— Vitia, mon fils, quel bonheur de t’entendre !
— Je te capte assez mal, papa. Ta voix me paraît très lointaine…
— Ah oui ? Moi je te reçois 5 sur 5. Comme si tu étais près de moi… Je t’ai attendu hier, tu sais. Pourquoi n’as-tu pas appelé ?
— Je… j’ai eu un empêchement. Désolé.
(Et même aujourd’hui je prends un risque. S’ils me repèrent…)
— Tu n’imagines pas à quel point ça me fait plaisir d’entendre une voix humaine qui soit extérieure à moi-même.
— Da, je comprends, mais dis-moi… Papa ? Tu m’entends ?… Allô ?
(Merde putain de console de bricolage maison.)
— … l’impression de m’échapper, de sortir de ma coquille. Tu comprends, Vitia ?
— Excuse-moi, je t’ai perdu un instant. J’aimerais te poser une question…
— La solitude, c’est ça le plus terrible. Personne à qui parler, aucune échappatoire au carrousel sans fin de mes pensées.
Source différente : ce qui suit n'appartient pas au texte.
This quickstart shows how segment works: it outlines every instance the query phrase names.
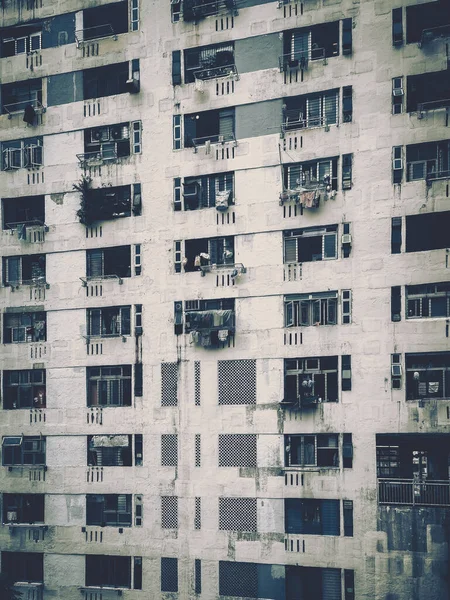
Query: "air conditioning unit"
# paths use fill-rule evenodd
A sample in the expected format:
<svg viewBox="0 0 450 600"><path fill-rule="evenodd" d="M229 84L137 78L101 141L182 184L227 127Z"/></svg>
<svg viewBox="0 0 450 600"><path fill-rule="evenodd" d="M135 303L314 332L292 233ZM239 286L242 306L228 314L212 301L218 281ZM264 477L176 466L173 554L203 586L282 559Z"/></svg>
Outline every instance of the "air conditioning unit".
<svg viewBox="0 0 450 600"><path fill-rule="evenodd" d="M351 233L344 233L341 237L341 244L347 245L347 244L351 244L352 243L352 234Z"/></svg>

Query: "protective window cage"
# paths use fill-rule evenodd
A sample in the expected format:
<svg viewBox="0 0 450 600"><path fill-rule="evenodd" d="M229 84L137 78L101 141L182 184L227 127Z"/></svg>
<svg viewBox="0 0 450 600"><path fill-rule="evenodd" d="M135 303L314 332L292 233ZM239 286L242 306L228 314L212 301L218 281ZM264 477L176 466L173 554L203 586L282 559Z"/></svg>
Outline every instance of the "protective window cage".
<svg viewBox="0 0 450 600"><path fill-rule="evenodd" d="M2 523L44 523L45 494L3 494Z"/></svg>
<svg viewBox="0 0 450 600"><path fill-rule="evenodd" d="M310 61L338 55L339 21L285 31L283 55L279 58L280 71L307 69Z"/></svg>
<svg viewBox="0 0 450 600"><path fill-rule="evenodd" d="M406 399L450 398L450 352L405 354Z"/></svg>
<svg viewBox="0 0 450 600"><path fill-rule="evenodd" d="M219 467L257 467L257 436L250 433L219 434Z"/></svg>
<svg viewBox="0 0 450 600"><path fill-rule="evenodd" d="M114 163L140 154L141 122L132 121L84 130L84 153L77 154L83 168Z"/></svg>
<svg viewBox="0 0 450 600"><path fill-rule="evenodd" d="M3 466L45 466L45 436L3 436Z"/></svg>
<svg viewBox="0 0 450 600"><path fill-rule="evenodd" d="M45 286L46 259L45 254L28 254L25 256L4 256L3 285L5 286Z"/></svg>
<svg viewBox="0 0 450 600"><path fill-rule="evenodd" d="M178 529L178 496L161 496L161 529Z"/></svg>
<svg viewBox="0 0 450 600"><path fill-rule="evenodd" d="M219 405L256 404L256 360L219 360Z"/></svg>
<svg viewBox="0 0 450 600"><path fill-rule="evenodd" d="M337 225L283 231L284 263L336 259L337 234Z"/></svg>
<svg viewBox="0 0 450 600"><path fill-rule="evenodd" d="M131 527L131 494L87 494L86 525Z"/></svg>
<svg viewBox="0 0 450 600"><path fill-rule="evenodd" d="M87 464L89 467L140 466L142 465L142 456L142 434L87 436Z"/></svg>
<svg viewBox="0 0 450 600"><path fill-rule="evenodd" d="M3 371L3 409L46 407L45 369Z"/></svg>
<svg viewBox="0 0 450 600"><path fill-rule="evenodd" d="M3 315L3 343L23 344L47 340L47 314L41 311Z"/></svg>
<svg viewBox="0 0 450 600"><path fill-rule="evenodd" d="M254 531L257 527L256 498L219 498L220 531Z"/></svg>
<svg viewBox="0 0 450 600"><path fill-rule="evenodd" d="M186 177L183 181L175 178L173 203L175 211L213 207L226 210L234 204L234 171Z"/></svg>
<svg viewBox="0 0 450 600"><path fill-rule="evenodd" d="M405 287L406 318L450 317L450 282Z"/></svg>
<svg viewBox="0 0 450 600"><path fill-rule="evenodd" d="M285 98L281 134L298 129L329 127L339 122L339 89Z"/></svg>
<svg viewBox="0 0 450 600"><path fill-rule="evenodd" d="M308 408L321 402L338 402L338 390L337 356L284 360L282 406Z"/></svg>
<svg viewBox="0 0 450 600"><path fill-rule="evenodd" d="M88 406L131 406L131 365L86 367Z"/></svg>
<svg viewBox="0 0 450 600"><path fill-rule="evenodd" d="M2 171L33 169L44 162L44 142L42 136L2 142Z"/></svg>
<svg viewBox="0 0 450 600"><path fill-rule="evenodd" d="M131 335L130 306L86 309L87 337L108 338Z"/></svg>

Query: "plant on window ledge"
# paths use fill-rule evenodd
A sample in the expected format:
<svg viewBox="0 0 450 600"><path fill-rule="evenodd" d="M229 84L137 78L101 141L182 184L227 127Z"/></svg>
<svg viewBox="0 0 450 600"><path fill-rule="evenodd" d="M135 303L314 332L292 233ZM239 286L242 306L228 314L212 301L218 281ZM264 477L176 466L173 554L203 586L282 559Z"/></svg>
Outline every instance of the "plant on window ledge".
<svg viewBox="0 0 450 600"><path fill-rule="evenodd" d="M73 184L73 189L81 194L80 208L76 215L83 225L90 225L93 222L92 209L89 208L88 192L91 187L92 179L82 175L81 179Z"/></svg>

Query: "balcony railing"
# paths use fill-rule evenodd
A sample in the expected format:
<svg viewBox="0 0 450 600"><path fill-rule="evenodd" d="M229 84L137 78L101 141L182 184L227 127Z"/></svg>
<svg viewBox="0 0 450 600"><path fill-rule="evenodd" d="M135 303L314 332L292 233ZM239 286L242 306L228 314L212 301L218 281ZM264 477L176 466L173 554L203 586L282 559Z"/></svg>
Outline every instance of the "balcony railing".
<svg viewBox="0 0 450 600"><path fill-rule="evenodd" d="M101 40L106 37L112 37L114 40L117 40L117 34L114 32L113 26L110 23L75 31L77 48L80 48L85 42L94 42L95 40Z"/></svg>
<svg viewBox="0 0 450 600"><path fill-rule="evenodd" d="M378 504L450 506L450 481L378 479Z"/></svg>

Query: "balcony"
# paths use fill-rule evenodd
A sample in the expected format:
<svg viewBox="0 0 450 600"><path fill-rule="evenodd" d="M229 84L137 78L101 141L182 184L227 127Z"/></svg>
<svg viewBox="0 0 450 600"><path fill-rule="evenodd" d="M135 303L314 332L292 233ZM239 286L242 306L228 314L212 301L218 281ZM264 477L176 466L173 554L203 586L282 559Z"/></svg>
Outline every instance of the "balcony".
<svg viewBox="0 0 450 600"><path fill-rule="evenodd" d="M450 481L378 479L378 504L450 506Z"/></svg>

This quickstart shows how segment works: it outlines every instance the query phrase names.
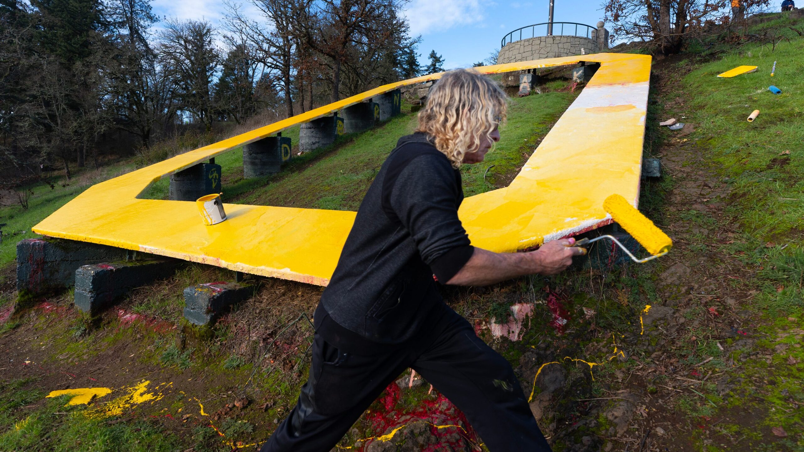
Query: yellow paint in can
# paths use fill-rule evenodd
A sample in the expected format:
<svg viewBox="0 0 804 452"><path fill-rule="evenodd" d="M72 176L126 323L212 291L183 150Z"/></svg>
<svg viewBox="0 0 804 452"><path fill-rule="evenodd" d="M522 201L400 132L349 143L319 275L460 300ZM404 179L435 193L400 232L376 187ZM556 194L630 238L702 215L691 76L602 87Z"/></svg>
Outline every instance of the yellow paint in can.
<svg viewBox="0 0 804 452"><path fill-rule="evenodd" d="M195 205L198 206L203 224L212 226L226 220L226 212L224 211L224 202L220 200L220 194L202 196L195 200Z"/></svg>

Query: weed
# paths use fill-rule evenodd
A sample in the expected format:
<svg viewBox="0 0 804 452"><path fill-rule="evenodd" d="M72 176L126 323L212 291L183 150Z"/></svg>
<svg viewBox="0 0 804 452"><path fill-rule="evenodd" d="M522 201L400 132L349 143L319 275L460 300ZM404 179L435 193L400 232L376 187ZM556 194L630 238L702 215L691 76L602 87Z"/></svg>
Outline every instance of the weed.
<svg viewBox="0 0 804 452"><path fill-rule="evenodd" d="M178 366L178 369L183 370L193 365L191 360L192 354L192 348L182 352L175 345L170 345L159 357L159 362L164 366Z"/></svg>
<svg viewBox="0 0 804 452"><path fill-rule="evenodd" d="M232 355L228 358L226 358L226 360L224 361L223 367L224 369L226 369L233 370L236 369L239 369L244 364L245 364L245 360L243 359L242 356L238 356L237 355Z"/></svg>

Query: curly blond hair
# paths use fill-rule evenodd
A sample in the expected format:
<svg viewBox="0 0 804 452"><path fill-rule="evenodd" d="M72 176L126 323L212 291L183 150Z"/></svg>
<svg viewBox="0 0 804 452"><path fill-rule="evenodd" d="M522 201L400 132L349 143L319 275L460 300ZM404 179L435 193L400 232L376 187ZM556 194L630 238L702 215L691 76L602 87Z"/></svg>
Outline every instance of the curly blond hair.
<svg viewBox="0 0 804 452"><path fill-rule="evenodd" d="M499 85L486 75L470 69L449 71L430 88L416 131L426 133L458 168L482 136L494 143L490 135L505 120L507 100Z"/></svg>

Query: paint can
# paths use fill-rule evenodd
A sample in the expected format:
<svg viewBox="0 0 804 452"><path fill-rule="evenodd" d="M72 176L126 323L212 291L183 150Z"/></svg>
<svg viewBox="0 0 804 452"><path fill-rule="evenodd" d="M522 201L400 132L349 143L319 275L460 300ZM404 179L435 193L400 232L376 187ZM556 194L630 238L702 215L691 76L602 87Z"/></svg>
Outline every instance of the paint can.
<svg viewBox="0 0 804 452"><path fill-rule="evenodd" d="M199 213L203 219L203 224L212 226L226 220L226 212L224 211L224 202L220 194L207 194L195 200Z"/></svg>

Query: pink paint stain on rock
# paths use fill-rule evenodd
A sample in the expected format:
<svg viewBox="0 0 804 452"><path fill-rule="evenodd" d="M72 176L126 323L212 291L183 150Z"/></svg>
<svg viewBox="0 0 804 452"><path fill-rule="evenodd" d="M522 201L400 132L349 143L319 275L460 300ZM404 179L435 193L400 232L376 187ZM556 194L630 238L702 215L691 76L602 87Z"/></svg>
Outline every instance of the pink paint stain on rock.
<svg viewBox="0 0 804 452"><path fill-rule="evenodd" d="M507 324L491 322L489 328L494 337L507 337L511 340L519 340L519 332L525 320L533 312L533 304L518 303L511 307L511 319Z"/></svg>
<svg viewBox="0 0 804 452"><path fill-rule="evenodd" d="M6 307L0 309L0 324L5 324L6 320L8 320L8 318L11 316L11 314L13 312L14 312L13 303L10 303Z"/></svg>
<svg viewBox="0 0 804 452"><path fill-rule="evenodd" d="M550 326L556 329L556 334L564 334L567 328L567 322L569 321L569 312L558 298L555 292L548 292L548 307L553 315L553 320L550 322Z"/></svg>

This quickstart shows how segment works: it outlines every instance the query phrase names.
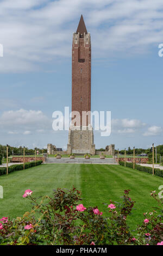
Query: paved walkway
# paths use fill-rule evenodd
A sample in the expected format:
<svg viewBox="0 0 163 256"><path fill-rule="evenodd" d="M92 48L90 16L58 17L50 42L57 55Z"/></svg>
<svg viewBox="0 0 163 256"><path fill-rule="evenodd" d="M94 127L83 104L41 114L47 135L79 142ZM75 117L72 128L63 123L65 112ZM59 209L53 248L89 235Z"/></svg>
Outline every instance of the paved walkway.
<svg viewBox="0 0 163 256"><path fill-rule="evenodd" d="M140 164L142 166L147 166L147 167L152 167L153 168L153 164L149 163L137 163L137 164ZM154 164L154 168L156 169L160 169L160 170L163 170L163 166L160 166L160 164Z"/></svg>
<svg viewBox="0 0 163 256"><path fill-rule="evenodd" d="M22 163L9 163L8 166L13 166L14 164L21 164ZM0 164L0 167L7 167L6 163L3 163L2 164Z"/></svg>
<svg viewBox="0 0 163 256"><path fill-rule="evenodd" d="M107 164L117 164L116 162L113 158L105 158L100 159L99 158L90 158L85 159L84 157L75 157L74 159L70 159L68 157L61 157L60 159L57 159L55 157L47 158L46 163L97 163Z"/></svg>

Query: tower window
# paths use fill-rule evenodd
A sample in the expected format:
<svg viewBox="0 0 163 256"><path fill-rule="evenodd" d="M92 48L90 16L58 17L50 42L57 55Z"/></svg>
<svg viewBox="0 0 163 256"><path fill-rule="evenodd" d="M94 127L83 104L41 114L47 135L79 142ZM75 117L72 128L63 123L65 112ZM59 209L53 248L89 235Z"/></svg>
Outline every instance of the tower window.
<svg viewBox="0 0 163 256"><path fill-rule="evenodd" d="M83 63L83 62L85 62L85 59L78 59L78 62L80 62L80 63Z"/></svg>

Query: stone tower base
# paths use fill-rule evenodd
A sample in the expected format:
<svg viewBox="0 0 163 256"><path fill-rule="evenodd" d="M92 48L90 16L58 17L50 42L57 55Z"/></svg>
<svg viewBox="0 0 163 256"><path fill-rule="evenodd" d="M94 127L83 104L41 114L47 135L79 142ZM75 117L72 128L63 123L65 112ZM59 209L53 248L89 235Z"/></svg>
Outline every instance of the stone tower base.
<svg viewBox="0 0 163 256"><path fill-rule="evenodd" d="M95 145L92 127L71 126L68 133L67 154L95 155Z"/></svg>

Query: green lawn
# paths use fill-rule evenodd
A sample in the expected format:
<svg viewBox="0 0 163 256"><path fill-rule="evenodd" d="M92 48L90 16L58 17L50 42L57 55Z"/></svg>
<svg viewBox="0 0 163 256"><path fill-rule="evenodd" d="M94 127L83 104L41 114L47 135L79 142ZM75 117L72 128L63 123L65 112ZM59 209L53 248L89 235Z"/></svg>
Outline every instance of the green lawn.
<svg viewBox="0 0 163 256"><path fill-rule="evenodd" d="M54 188L70 188L73 185L82 192L84 206L97 205L104 215L108 209L103 203L109 203L110 199L121 202L124 190L131 190L130 197L136 202L136 210L128 222L134 228L143 220L143 212L157 205L149 192L158 191L163 179L117 165L42 164L0 176L0 185L4 189L0 217L21 216L30 209L30 202L22 197L27 189L33 191L36 197L51 196Z"/></svg>

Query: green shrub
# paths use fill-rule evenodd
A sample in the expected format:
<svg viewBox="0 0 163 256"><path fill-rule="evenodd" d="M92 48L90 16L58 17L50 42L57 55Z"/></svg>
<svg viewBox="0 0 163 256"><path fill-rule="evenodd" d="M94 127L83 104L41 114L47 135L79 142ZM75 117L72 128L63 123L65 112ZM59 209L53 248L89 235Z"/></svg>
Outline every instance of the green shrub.
<svg viewBox="0 0 163 256"><path fill-rule="evenodd" d="M153 163L153 153L148 154L148 163ZM155 163L156 163L156 162L158 163L159 163L160 158L160 155L159 154L157 154L157 161L156 161L155 154L154 153L154 161Z"/></svg>
<svg viewBox="0 0 163 256"><path fill-rule="evenodd" d="M25 163L24 167L25 167L25 169L28 169L29 168L33 167L33 166L41 164L42 163L42 160L36 161L36 162L34 161L34 162ZM15 170L21 170L23 169L23 163L21 164L13 164L12 166L9 166L8 173L12 173L13 172L15 172ZM6 173L7 173L6 167L0 168L0 175L6 174Z"/></svg>
<svg viewBox="0 0 163 256"><path fill-rule="evenodd" d="M121 166L124 166L124 162L120 161L119 164ZM126 162L126 167L133 169L133 163ZM135 164L135 169L136 170L140 170L141 172L145 172L145 173L153 174L153 168L152 167L148 167L147 166L142 166L139 164ZM163 170L160 169L154 169L154 174L156 176L163 177Z"/></svg>
<svg viewBox="0 0 163 256"><path fill-rule="evenodd" d="M60 156L61 157L62 157L62 155L60 154L57 153L54 155L55 157L56 157L57 156Z"/></svg>
<svg viewBox="0 0 163 256"><path fill-rule="evenodd" d="M85 157L86 156L89 156L89 157L90 157L90 155L88 153L86 153L85 155L84 155L84 157Z"/></svg>
<svg viewBox="0 0 163 256"><path fill-rule="evenodd" d="M68 155L68 157L70 157L70 156L74 156L74 157L76 157L75 154L73 154L73 153L70 154Z"/></svg>
<svg viewBox="0 0 163 256"><path fill-rule="evenodd" d="M142 223L132 230L128 218L135 202L130 197L129 191L124 190L122 202L108 199L109 203L104 204L108 210L103 216L97 206L84 207L81 204L81 193L74 187L70 190L58 188L51 197L46 196L41 198L36 198L33 191L27 190L23 197L24 200L27 197L30 200L33 208L23 217L11 220L6 216L0 219L0 245L82 247L84 245L161 245L163 199L155 191L151 192L158 207L151 212L144 213ZM94 249L90 249L89 252L95 252Z"/></svg>

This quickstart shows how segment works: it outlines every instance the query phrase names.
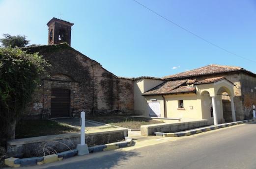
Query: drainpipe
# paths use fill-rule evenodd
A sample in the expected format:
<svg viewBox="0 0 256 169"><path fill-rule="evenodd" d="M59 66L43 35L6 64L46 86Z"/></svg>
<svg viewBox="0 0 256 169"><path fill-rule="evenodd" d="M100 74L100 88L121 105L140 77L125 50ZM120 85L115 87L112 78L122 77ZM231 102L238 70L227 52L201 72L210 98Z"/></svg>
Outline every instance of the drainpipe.
<svg viewBox="0 0 256 169"><path fill-rule="evenodd" d="M164 95L162 95L162 97L163 97L163 98L164 99L164 117L165 118L167 118L167 115L166 114L166 111L165 110L165 108L166 108L165 98L164 97Z"/></svg>

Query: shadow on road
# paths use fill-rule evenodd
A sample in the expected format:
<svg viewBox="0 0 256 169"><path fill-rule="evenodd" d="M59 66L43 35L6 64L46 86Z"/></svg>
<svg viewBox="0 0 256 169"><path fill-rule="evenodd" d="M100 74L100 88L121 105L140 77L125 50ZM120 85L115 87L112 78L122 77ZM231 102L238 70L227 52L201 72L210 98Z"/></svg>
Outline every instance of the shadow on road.
<svg viewBox="0 0 256 169"><path fill-rule="evenodd" d="M128 160L132 157L140 157L138 154L137 152L133 151L119 152L45 169L110 169L114 166L117 167L121 165L122 161Z"/></svg>

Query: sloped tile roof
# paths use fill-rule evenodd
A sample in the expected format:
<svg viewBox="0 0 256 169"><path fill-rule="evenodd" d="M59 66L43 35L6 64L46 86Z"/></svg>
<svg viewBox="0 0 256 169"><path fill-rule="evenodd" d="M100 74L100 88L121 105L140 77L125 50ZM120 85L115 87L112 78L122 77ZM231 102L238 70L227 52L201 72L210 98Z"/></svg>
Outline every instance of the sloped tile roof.
<svg viewBox="0 0 256 169"><path fill-rule="evenodd" d="M234 85L233 83L223 76L206 78L199 81L197 81L196 79L171 80L165 82L144 93L142 95L159 95L184 93L196 93L196 88L194 85L214 83L223 79ZM192 85L190 85L190 84L192 84Z"/></svg>
<svg viewBox="0 0 256 169"><path fill-rule="evenodd" d="M50 24L51 24L51 23L52 23L52 22L54 22L54 21L57 21L57 22L58 21L59 22L61 22L61 23L65 23L66 24L67 24L68 25L70 25L70 26L72 26L73 25L74 25L74 24L71 23L69 22L67 22L67 21L64 21L64 20L61 20L61 19L57 19L57 18L56 18L55 17L53 17L51 20L50 20L47 23L47 24L46 24L48 26L49 26Z"/></svg>
<svg viewBox="0 0 256 169"><path fill-rule="evenodd" d="M213 78L209 78L205 79L203 79L202 80L199 81L194 83L194 84L197 85L197 84L200 84L213 83L213 82L217 82L218 81L220 81L220 80L221 80L223 79L225 79L225 80L227 80L230 83L234 84L234 83L233 83L231 81L229 81L228 80L226 79L224 76L215 77L213 77Z"/></svg>
<svg viewBox="0 0 256 169"><path fill-rule="evenodd" d="M241 67L235 66L210 65L191 71L182 72L179 73L163 77L164 79L174 79L181 77L195 76L203 74L214 74L217 73L245 70ZM249 71L246 71L248 72Z"/></svg>
<svg viewBox="0 0 256 169"><path fill-rule="evenodd" d="M173 89L186 83L187 80L169 81L144 93L142 95L154 95L169 94Z"/></svg>

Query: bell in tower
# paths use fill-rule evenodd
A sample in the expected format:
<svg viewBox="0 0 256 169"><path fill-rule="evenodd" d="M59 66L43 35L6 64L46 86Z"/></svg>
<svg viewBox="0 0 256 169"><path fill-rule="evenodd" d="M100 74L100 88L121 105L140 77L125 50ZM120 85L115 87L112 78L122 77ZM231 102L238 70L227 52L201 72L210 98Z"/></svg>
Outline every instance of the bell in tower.
<svg viewBox="0 0 256 169"><path fill-rule="evenodd" d="M71 26L74 24L53 18L47 23L48 26L48 45L66 42L70 45Z"/></svg>

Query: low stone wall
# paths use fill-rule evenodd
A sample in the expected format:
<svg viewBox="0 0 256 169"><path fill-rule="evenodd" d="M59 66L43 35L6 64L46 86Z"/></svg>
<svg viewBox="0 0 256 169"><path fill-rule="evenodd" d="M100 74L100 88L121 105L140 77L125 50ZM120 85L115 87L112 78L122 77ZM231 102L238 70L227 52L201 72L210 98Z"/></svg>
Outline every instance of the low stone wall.
<svg viewBox="0 0 256 169"><path fill-rule="evenodd" d="M175 123L161 123L144 125L141 126L142 136L154 135L155 132L176 132L205 126L207 121L202 120L197 121L177 122Z"/></svg>
<svg viewBox="0 0 256 169"><path fill-rule="evenodd" d="M126 129L110 129L85 133L88 146L117 142L128 136ZM43 156L75 149L80 143L79 133L16 139L7 143L7 156L17 158Z"/></svg>

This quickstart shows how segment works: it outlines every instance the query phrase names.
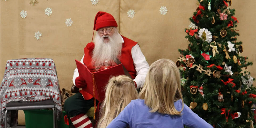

Heureusement que tu es là pour me parler chaque jour… ou presque chaque jour.
— À propos de solitude…
— Comment est Moscou, Vitia ? Comment ça va chez nous ? Comment va ta mère ?
— (Soupir.) Je ne vis plus à Moscou, papa, je te l’ai répété cent fois. Il n’y a plus de chez-nous et maman est morte.
(Non ! Pas encore ! Pas replonger dans ce cauchemar !)
— … M-morte ?
— Arrête, papa, tu me l’as déjà jouée celle-là. Tu le sais depuis des années.
— Mais… comment est-ce arrivé ?
— Comme totia Marushka. Mais c’est de l’histoire ancienne… J’aimerais que tu me parles d’Igor.
(Les bottes noires des Omons, le fracas de la porte brisée, les rires des hommes en noir… Les cris, les cris de maman et de Marushka, les cliquetis des armes… et Vera – Vera qui tombe…)
— Igor ? Tu l’as revu ? Comment va-t-il ?
— Franchement, papa, tu te fiches de moi. Je sais qu’Igor est avec toi. J’ai assisté à votre départ, tout de même !
— Mais non, bougre d’imbécile ! Je me tue à te dire qu’il a été évacué !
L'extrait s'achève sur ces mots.